Николай смотрел на меня.
— Папа, тебя читают в Твери.
— Получается, что читают. Я не ожидал.
Аграфена Тихоновна тихо произнесла:
— Хороший дом. Вдовец-врач, пять детей, двое студенты, один ассистент в семье. Это — ей хорошо там. Анна в хорошей руке, Павлуша.
— Я вижу, Аграфена Тихоновна.
Николай после минуты молчания добавил осторожно:
— Папа, а ассистент доктора — он тоже живёт там?

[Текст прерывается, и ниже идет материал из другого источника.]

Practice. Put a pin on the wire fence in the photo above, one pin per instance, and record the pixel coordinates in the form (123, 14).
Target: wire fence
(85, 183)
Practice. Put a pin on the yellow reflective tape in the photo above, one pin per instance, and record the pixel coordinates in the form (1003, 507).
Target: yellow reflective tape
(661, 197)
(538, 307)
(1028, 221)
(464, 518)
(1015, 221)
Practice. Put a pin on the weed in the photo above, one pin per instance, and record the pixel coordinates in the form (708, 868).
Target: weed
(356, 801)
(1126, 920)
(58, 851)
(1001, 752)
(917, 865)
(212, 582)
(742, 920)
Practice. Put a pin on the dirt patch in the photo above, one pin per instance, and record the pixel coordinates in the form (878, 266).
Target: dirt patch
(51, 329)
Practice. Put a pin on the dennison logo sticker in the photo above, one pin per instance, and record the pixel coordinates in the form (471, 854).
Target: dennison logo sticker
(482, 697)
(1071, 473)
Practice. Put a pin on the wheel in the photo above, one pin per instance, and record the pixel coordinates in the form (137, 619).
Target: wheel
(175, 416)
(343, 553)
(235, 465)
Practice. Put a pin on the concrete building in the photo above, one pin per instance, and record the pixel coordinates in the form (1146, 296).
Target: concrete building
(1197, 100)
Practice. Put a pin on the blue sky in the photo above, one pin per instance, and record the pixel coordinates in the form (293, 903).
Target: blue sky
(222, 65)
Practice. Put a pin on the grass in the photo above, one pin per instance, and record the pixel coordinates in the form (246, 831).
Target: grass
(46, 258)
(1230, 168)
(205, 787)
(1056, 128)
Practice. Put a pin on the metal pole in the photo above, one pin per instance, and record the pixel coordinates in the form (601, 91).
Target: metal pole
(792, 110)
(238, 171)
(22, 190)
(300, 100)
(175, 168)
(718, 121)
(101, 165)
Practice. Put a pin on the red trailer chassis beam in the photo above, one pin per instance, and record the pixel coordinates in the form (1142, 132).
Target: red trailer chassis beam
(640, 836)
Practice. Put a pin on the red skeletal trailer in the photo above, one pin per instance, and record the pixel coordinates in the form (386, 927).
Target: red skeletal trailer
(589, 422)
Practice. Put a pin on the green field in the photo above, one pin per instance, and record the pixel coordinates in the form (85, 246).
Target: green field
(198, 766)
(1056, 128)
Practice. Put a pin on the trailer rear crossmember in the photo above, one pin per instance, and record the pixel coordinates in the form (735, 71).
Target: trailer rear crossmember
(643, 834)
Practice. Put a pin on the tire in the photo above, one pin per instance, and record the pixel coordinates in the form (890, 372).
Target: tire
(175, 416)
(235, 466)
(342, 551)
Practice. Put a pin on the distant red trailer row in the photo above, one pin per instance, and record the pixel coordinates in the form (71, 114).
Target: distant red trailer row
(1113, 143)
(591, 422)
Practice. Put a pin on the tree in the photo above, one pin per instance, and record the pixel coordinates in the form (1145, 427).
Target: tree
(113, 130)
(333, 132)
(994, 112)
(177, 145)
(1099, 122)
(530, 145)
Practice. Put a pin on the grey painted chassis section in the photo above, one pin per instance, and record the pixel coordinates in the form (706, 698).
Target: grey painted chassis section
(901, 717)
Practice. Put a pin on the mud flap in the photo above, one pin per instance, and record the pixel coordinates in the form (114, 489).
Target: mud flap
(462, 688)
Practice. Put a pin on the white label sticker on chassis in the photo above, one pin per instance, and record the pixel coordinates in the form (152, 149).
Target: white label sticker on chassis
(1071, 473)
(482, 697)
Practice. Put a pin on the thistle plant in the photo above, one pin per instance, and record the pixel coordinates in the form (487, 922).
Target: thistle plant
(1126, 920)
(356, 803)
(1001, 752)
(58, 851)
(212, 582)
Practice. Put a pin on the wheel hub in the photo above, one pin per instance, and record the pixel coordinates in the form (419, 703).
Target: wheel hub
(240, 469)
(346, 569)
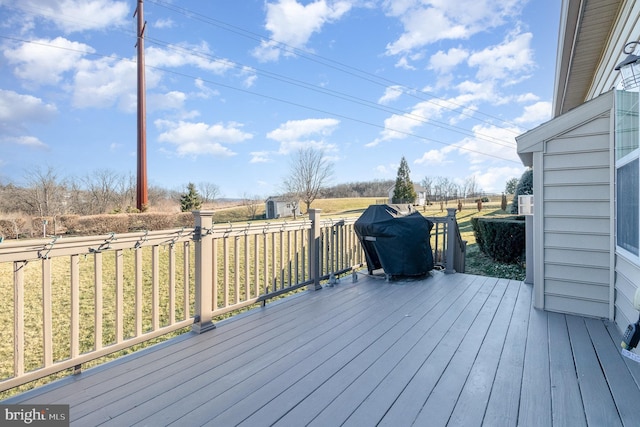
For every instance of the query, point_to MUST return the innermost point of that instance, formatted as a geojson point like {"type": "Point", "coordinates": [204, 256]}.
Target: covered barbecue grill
{"type": "Point", "coordinates": [396, 239]}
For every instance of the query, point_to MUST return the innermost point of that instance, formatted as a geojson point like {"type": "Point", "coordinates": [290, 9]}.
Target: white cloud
{"type": "Point", "coordinates": [44, 61]}
{"type": "Point", "coordinates": [187, 54]}
{"type": "Point", "coordinates": [400, 126]}
{"type": "Point", "coordinates": [404, 64]}
{"type": "Point", "coordinates": [260, 157]}
{"type": "Point", "coordinates": [509, 61]}
{"type": "Point", "coordinates": [194, 139]}
{"type": "Point", "coordinates": [428, 21]}
{"type": "Point", "coordinates": [17, 113]}
{"type": "Point", "coordinates": [25, 141]}
{"type": "Point", "coordinates": [391, 94]}
{"type": "Point", "coordinates": [75, 15]}
{"type": "Point", "coordinates": [293, 24]}
{"type": "Point", "coordinates": [431, 157]}
{"type": "Point", "coordinates": [443, 62]}
{"type": "Point", "coordinates": [296, 134]}
{"type": "Point", "coordinates": [164, 23]}
{"type": "Point", "coordinates": [527, 97]}
{"type": "Point", "coordinates": [17, 108]}
{"type": "Point", "coordinates": [107, 82]}
{"type": "Point", "coordinates": [535, 113]}
{"type": "Point", "coordinates": [490, 143]}
{"type": "Point", "coordinates": [173, 100]}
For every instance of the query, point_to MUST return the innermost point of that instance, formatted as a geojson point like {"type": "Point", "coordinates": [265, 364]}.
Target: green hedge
{"type": "Point", "coordinates": [503, 239]}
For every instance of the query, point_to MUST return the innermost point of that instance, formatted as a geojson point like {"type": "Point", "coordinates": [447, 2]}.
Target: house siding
{"type": "Point", "coordinates": [627, 273]}
{"type": "Point", "coordinates": [577, 220]}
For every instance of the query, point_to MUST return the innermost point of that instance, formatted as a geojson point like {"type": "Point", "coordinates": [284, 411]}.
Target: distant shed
{"type": "Point", "coordinates": [281, 208]}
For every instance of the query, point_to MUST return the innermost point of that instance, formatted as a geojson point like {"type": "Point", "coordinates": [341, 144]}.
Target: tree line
{"type": "Point", "coordinates": [48, 194]}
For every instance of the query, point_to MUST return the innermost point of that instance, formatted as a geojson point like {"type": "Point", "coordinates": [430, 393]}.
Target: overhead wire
{"type": "Point", "coordinates": [309, 86]}
{"type": "Point", "coordinates": [333, 93]}
{"type": "Point", "coordinates": [348, 69]}
{"type": "Point", "coordinates": [271, 97]}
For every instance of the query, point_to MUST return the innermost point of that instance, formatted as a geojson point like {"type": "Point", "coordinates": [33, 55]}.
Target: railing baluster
{"type": "Point", "coordinates": [47, 322]}
{"type": "Point", "coordinates": [214, 271]}
{"type": "Point", "coordinates": [138, 285]}
{"type": "Point", "coordinates": [281, 259]}
{"type": "Point", "coordinates": [225, 257]}
{"type": "Point", "coordinates": [119, 298]}
{"type": "Point", "coordinates": [247, 272]}
{"type": "Point", "coordinates": [274, 270]}
{"type": "Point", "coordinates": [97, 283]}
{"type": "Point", "coordinates": [75, 306]}
{"type": "Point", "coordinates": [155, 287]}
{"type": "Point", "coordinates": [256, 269]}
{"type": "Point", "coordinates": [296, 246]}
{"type": "Point", "coordinates": [265, 261]}
{"type": "Point", "coordinates": [18, 317]}
{"type": "Point", "coordinates": [293, 254]}
{"type": "Point", "coordinates": [187, 280]}
{"type": "Point", "coordinates": [172, 284]}
{"type": "Point", "coordinates": [236, 269]}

— Во флигеле. Живёт. Двадцать семь лет, холостой. Сейчас — на каникулах в доме своего начальника.
— Хм, — сказал Николай.
Мы трое посмотрели друг на друга. Аграфена улыбнулась в свой платок, не глядя. Николай улыбнулся — открыто, мальчишески. Я, видимо, тоже улыбнулся: у меня в обеих жизнях было достаточно опыта, чтобы понимать, что доктор Анатолий Иванович Кошкин двадцати семи лет, ассистент земского врача, живущий во флигеле у того же врача, — это нечаянная вводная, которая в письме девятнадцатилетней курсистки написана, разумеется, мимоходом, но от которой, в общем, не остаётся чувства, что мимоходом.
Аграфена произнесла:
— Павлуша, в марте бы пригласить их к нам. На Пасху. Всей семьёй.
— Пригласим, Аграфена Тихоновна.
Она согласилась сама с собой. Николай рассмеялся. Я сел обратно к столу, налил себе чая, положил в блюдечко мёд. За окном начинали зажигаться фонари — к вечеру, по расписанию с четырёх пополудни. Один из них стоял напротив моих ворот. Он зажёгся — жёлтый, ровный — как раз в тот момент, когда я поднёс чашку к губам.
Сегодня был двадцать пятый день декабря тысяча восемьсот восемьдесят первого года. В моей тетради декабря оставалось вычеркнуть ещё два пункта (второй взнос Цукерману к двадцать пятому — ещё не сделан, сделаю завтра; и ответ на губернский запрос — в январе). В моём доме был рождественский обед с семьёй. В моём городе горело тридцать фонарей, и у каждого из них стоял свой круг жёлтого света.